Retrospective: Automatic For The People

Back in December I found myself driving a biggish Vauxhall Insignia, basically because we felt we needed a big car for all our luggage. In the event we were later able to manage with a smaller Kia Soul, a car I much preferred driving. Not that there was anything wrong with the Insignia in terms of its handling. Both cars were easy to drive in that respect - and it was nice to get back to driving using manual gears, much as I enjoy the ease of the automatic Toyota Axio I drive over here. (Basically we have an automatic to reduce the strain on my back in heavy traffic.) But what I'm leading up to is the irritation the Insignia engendered as a result of all the pointless bells and whistles on board.

In ten days of driving it I never got the hang of all the buttons to press on the dashboard. To take but one example: for some reason they now make cars with headlights that automatically turn on, whether you want them to or not. There's a way to stop this, but it's just one more thing to think about and press that you don't really need on your mind.
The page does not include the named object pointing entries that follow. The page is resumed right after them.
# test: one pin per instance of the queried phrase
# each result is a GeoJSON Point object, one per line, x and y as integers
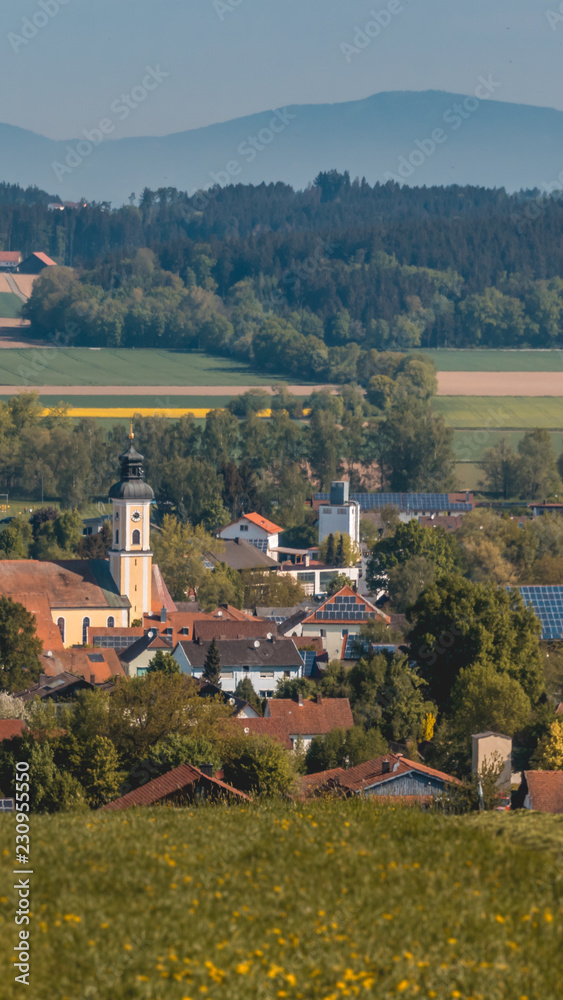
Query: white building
{"type": "Point", "coordinates": [340, 515]}
{"type": "Point", "coordinates": [255, 529]}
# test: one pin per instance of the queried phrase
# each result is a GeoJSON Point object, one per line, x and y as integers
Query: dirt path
{"type": "Point", "coordinates": [501, 383]}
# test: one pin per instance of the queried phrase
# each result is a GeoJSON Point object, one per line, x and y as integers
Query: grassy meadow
{"type": "Point", "coordinates": [488, 360]}
{"type": "Point", "coordinates": [324, 900]}
{"type": "Point", "coordinates": [10, 305]}
{"type": "Point", "coordinates": [104, 366]}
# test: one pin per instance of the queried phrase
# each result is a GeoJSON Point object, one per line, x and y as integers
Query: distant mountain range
{"type": "Point", "coordinates": [423, 138]}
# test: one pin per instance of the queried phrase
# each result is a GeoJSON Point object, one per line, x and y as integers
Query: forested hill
{"type": "Point", "coordinates": [302, 282]}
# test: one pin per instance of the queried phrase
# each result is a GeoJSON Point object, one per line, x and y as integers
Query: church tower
{"type": "Point", "coordinates": [130, 557]}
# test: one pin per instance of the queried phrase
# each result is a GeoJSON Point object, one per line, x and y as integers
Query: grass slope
{"type": "Point", "coordinates": [10, 305]}
{"type": "Point", "coordinates": [325, 900]}
{"type": "Point", "coordinates": [88, 367]}
{"type": "Point", "coordinates": [495, 361]}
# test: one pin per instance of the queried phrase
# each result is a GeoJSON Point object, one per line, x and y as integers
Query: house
{"type": "Point", "coordinates": [9, 260]}
{"type": "Point", "coordinates": [340, 514]}
{"type": "Point", "coordinates": [541, 791]}
{"type": "Point", "coordinates": [304, 719]}
{"type": "Point", "coordinates": [253, 528]}
{"type": "Point", "coordinates": [408, 505]}
{"type": "Point", "coordinates": [62, 687]}
{"type": "Point", "coordinates": [80, 593]}
{"type": "Point", "coordinates": [95, 666]}
{"type": "Point", "coordinates": [391, 774]}
{"type": "Point", "coordinates": [240, 554]}
{"type": "Point", "coordinates": [10, 728]}
{"type": "Point", "coordinates": [491, 749]}
{"type": "Point", "coordinates": [35, 263]}
{"type": "Point", "coordinates": [339, 617]}
{"type": "Point", "coordinates": [263, 662]}
{"type": "Point", "coordinates": [181, 786]}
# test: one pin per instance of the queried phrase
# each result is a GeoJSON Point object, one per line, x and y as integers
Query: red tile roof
{"type": "Point", "coordinates": [47, 630]}
{"type": "Point", "coordinates": [99, 664]}
{"type": "Point", "coordinates": [545, 789]}
{"type": "Point", "coordinates": [178, 780]}
{"type": "Point", "coordinates": [262, 522]}
{"type": "Point", "coordinates": [10, 728]}
{"type": "Point", "coordinates": [312, 717]}
{"type": "Point", "coordinates": [313, 618]}
{"type": "Point", "coordinates": [44, 258]}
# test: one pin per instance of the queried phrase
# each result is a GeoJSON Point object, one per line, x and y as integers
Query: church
{"type": "Point", "coordinates": [69, 596]}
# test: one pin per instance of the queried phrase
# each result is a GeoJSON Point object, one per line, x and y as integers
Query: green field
{"type": "Point", "coordinates": [10, 305]}
{"type": "Point", "coordinates": [511, 412]}
{"type": "Point", "coordinates": [495, 361]}
{"type": "Point", "coordinates": [91, 367]}
{"type": "Point", "coordinates": [306, 902]}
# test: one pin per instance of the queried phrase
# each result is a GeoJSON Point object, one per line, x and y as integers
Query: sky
{"type": "Point", "coordinates": [64, 62]}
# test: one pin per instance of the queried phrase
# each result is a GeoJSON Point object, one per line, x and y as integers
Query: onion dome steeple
{"type": "Point", "coordinates": [131, 486]}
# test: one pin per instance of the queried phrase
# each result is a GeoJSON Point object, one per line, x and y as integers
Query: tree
{"type": "Point", "coordinates": [145, 710]}
{"type": "Point", "coordinates": [500, 466]}
{"type": "Point", "coordinates": [456, 623]}
{"type": "Point", "coordinates": [212, 664]}
{"type": "Point", "coordinates": [537, 468]}
{"type": "Point", "coordinates": [245, 690]}
{"type": "Point", "coordinates": [19, 646]}
{"type": "Point", "coordinates": [485, 699]}
{"type": "Point", "coordinates": [258, 765]}
{"type": "Point", "coordinates": [549, 753]}
{"type": "Point", "coordinates": [435, 545]}
{"type": "Point", "coordinates": [344, 748]}
{"type": "Point", "coordinates": [102, 776]}
{"type": "Point", "coordinates": [337, 583]}
{"type": "Point", "coordinates": [163, 663]}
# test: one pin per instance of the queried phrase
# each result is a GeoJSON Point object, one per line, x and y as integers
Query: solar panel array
{"type": "Point", "coordinates": [309, 658]}
{"type": "Point", "coordinates": [354, 647]}
{"type": "Point", "coordinates": [347, 607]}
{"type": "Point", "coordinates": [547, 603]}
{"type": "Point", "coordinates": [407, 502]}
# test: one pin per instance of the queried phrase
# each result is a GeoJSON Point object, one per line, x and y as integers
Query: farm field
{"type": "Point", "coordinates": [511, 412]}
{"type": "Point", "coordinates": [10, 305]}
{"type": "Point", "coordinates": [405, 903]}
{"type": "Point", "coordinates": [455, 360]}
{"type": "Point", "coordinates": [83, 366]}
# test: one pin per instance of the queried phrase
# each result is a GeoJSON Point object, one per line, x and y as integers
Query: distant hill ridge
{"type": "Point", "coordinates": [420, 138]}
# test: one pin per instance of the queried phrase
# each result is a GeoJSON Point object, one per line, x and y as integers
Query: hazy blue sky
{"type": "Point", "coordinates": [261, 54]}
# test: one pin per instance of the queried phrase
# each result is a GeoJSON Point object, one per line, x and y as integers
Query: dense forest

And they've got rid of the trusty handbrake, replacing it with a little button that doesn't quite work as a handbrake used to. As far as I can figure out, you're supposed to trust the car to hold itself where it is on a hill, if you've employed the handbrake (or the funny little stand-in they supply) as you transfer your right foot from the footbrake to the accelerator. (Because the new-fangled brake-thingie won't release unless you've got your foot on the footbrake.) I checked this in the driver's manual and couldn't make any sense of the instructions. Anyway, I elected to hold the car on the clutch and avoid the dratted little switch as much as I could. Whose idea was it, I wonder, to get rid of the perfectly sane and serviceable brake that fitted the hand so neatly and usefully?

The greatest irony is that despite the vehicle being able to tell me about the outside temperature and my fuel consumption and the like, it couldn't spot a devious speed camera. The result: I've been summonsed for hitting a measly 37 mph in a 30 mph zone!! The injustice! I rest my case, your honour.